Let's ~school~ you on how to deal with teacher problems

Got no time for that #dramz.

By Matt Galea

Your education is THE most important thing that’ll set you on the path to becoming the world conquering boss babe that you’re destined to be; so if you have a problem with your teacher, you need to address it with them ASAP. How the heck do you do that, you ask? Don’t worry, we’ve got you covered.

The panel
Kim Smith Wellness and happiness expert and founder of standing strong (
Matt Galea DOLLY features and entertainment writer
Emma Hedges DOLLY intern

“I feel like my teacher is picking on me and I don’t know what to do.”

Matt says: We’ve all had that one dragon teacher that’s always out to get us. First, do some self-reflection and see if there’s anything you can do to get on their good side like acing every bit of homework and showing that you put 110 per cent into every lesson. If they’re still acting like a dragon, have a little chat with them.

Emma says: Approach them maturely and ask, “Is there anything I am doing wrong in class that could be improved? I feel like sometimes I am called out more than other students.” If they don’t realise how they’ve acted, they might be taken by surprise. If they remain unfair and refuse to address your concern, have a chat to your year supervisor to see what can be done, like transferring classes.

“I have a huge crush on my teacher and I know it’s inappropriate, but I can’t help it.”

Emma says: A lot of girls develop a crush on a teacher which can make you feel uncomfortable asking for help and can get distracting, maybe even resulting in falling grades. Remember, this is no PLL episode so accept that a potential relationship is 100% wrong (soz Aria!), as it crosses many lines and is very much illegal. Crushes eventually pass so either wait for the feelings to disappear, or if it gets too distracting, ask your coordinator if you can transfer to another class.

Kim says: Nothing good can come from a student-teacher crush. Trust me, as good as you think you are at hiding it, your teacher can see straight through you and will pick up on your strange behaviour. It’s a dead end and not worth risking your grades over, so stop being distracted by your teachers’ butt and listen to his lessons!

“My teacher isn’t doing a very good job of teaching us and I’m worried that my grades will suffer.”

Matt says: This is a serious problem ‘cos your education must come first (yes, even before Harry Styles). If you feel like your teacher isn’t putting enough effort into the lessons, speak to the other students in your class and see if they agree. Then speak to students from other classes and see if they’re at the same level as you and if it looks like you’re falling behind and missing out on the content, you should have a chat with your parents and ask them to approach the school.

Kim says: Sometimes teachers can get complacent when they don’t think anyone really cares about what they’re teaching. Show them you care. Ask questions. Do some extra research so that they see that you’re interested in learning. I know it shouldn’t be like this, but sometimes your interest is all a teacher needs to be motivated to be a better teacher. Keep them on their toes!

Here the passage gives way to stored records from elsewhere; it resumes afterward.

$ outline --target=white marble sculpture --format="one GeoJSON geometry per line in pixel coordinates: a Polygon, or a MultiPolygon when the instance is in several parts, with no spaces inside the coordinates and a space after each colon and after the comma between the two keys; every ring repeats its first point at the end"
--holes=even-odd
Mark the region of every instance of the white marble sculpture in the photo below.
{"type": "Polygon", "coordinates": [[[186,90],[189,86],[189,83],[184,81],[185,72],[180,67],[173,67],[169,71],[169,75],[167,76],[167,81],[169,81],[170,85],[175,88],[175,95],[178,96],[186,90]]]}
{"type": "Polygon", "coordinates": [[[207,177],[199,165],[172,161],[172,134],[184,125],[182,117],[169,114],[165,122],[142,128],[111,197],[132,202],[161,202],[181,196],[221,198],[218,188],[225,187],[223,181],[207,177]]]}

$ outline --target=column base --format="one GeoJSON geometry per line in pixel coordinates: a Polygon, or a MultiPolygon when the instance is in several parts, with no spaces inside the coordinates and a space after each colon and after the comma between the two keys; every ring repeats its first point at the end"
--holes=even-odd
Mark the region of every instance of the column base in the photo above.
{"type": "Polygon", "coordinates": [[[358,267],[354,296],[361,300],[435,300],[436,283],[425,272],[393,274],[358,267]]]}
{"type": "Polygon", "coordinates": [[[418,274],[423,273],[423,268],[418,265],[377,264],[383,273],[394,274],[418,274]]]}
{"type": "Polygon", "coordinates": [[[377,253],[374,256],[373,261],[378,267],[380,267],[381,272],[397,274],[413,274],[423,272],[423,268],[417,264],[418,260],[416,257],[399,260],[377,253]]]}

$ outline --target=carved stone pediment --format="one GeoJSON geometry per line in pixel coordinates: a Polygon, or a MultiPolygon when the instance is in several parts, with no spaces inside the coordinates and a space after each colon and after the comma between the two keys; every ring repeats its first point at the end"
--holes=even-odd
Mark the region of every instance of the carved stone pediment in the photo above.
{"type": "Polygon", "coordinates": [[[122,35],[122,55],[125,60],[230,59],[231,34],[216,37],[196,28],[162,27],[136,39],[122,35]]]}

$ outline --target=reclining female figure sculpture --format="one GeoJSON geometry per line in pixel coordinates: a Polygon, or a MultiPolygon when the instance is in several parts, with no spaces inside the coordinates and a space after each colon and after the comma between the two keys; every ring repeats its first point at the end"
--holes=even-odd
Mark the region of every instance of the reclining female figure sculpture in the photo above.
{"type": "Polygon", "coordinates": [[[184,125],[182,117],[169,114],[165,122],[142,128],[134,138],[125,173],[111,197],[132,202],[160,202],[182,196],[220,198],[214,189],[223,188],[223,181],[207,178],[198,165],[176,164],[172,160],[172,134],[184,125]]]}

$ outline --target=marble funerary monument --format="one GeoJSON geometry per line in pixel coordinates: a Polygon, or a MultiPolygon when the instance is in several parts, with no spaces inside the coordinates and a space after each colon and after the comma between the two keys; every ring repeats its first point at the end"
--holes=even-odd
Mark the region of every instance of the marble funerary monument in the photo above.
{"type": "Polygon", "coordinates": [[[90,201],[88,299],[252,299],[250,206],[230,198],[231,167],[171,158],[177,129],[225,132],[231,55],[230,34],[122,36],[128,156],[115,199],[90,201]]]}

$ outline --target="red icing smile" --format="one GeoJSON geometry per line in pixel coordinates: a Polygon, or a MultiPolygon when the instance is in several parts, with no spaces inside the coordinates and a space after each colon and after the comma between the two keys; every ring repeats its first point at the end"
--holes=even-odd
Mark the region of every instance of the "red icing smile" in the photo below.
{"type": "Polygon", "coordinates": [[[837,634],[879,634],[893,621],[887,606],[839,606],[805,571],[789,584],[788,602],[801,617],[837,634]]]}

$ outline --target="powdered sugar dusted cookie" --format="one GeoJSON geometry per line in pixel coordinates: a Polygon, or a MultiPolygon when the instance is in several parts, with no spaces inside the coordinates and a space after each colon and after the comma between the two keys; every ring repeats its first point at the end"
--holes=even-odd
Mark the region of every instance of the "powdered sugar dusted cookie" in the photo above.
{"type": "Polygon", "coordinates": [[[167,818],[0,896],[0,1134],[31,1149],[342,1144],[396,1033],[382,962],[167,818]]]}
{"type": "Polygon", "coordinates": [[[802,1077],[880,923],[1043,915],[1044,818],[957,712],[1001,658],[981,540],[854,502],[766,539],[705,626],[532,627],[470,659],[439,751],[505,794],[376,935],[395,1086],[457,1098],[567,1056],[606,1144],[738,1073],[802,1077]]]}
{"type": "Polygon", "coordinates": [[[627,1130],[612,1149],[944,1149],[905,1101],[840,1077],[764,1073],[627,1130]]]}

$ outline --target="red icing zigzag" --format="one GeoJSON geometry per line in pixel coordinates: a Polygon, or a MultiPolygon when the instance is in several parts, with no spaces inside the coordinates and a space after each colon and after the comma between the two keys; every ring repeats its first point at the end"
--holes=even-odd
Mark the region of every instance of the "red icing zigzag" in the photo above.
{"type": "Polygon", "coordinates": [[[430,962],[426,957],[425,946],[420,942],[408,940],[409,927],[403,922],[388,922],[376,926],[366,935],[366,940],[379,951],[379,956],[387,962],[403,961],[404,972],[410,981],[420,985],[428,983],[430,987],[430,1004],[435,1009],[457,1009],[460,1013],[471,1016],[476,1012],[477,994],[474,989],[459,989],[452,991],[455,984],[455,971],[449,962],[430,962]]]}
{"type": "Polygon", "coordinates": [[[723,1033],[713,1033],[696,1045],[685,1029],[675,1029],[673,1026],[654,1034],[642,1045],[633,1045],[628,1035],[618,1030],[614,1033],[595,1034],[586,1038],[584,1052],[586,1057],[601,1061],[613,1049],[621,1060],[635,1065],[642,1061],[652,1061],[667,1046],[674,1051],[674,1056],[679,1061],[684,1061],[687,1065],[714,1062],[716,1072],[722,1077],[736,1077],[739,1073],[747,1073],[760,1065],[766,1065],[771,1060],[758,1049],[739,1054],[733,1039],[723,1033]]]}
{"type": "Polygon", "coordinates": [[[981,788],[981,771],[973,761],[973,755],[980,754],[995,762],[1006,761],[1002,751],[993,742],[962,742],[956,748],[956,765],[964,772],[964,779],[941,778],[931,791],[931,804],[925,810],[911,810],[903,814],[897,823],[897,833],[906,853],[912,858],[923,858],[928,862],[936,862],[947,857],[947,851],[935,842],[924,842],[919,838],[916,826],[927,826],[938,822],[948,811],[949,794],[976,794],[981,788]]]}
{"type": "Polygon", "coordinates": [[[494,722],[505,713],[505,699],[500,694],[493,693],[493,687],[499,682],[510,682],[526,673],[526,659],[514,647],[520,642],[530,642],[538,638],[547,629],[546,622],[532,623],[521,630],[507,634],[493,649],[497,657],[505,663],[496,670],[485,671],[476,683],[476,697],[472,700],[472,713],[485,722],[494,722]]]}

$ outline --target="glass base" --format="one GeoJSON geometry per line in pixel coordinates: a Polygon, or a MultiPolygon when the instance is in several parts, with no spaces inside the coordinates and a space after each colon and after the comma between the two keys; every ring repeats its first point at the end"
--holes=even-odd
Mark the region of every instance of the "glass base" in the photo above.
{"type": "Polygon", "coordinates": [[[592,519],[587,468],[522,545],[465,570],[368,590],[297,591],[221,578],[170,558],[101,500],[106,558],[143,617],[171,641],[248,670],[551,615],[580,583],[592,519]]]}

“My teacher plays favourites with the other students in class. It’s so unfair!”

Emma says: If you’ve tried multiple times to be on the same level as the other students and they still seem to focus on a select few, have a chat to those ‘favourite’ students to see if they’ve noticed it. Otherwise it’s a good idea to chat to a trusted teacher who can offer some advice.

Kim says: I remember a few of my teachers doing this! Look at what the other students are doing that’s making the teacher connect with them. Are they paying attention? Are they polite, respectful and wanting to learn? Is there anything you’re doing to create a clash between you and your teacher? Be the bigger person for the sake of your sanity and grades.

“My Mum teaches at my school so everyone sees me as ‘the teacher’s daughter.’”

Matt says: This is a toughie when all you want to do is be a normal student but everyone automatically lumps you in the ‘teachers’ kid’ category. Try and limit the amount of contact you have with her while you’re at school so that you’re not constantly reminding peeps. And look on the bright side! While everyone’s stuck catching the bus, you have a sweet lift. Winning!

Kim says: At the end of the day you can’t change it, so own it! Most teachers are nicer and more accommodating to other teachers’ children and have you read the other questions in this feature? Student-teacher relationships are tough! If you can have a good relationship with your teachers, then it’s one less thing you need to worry about.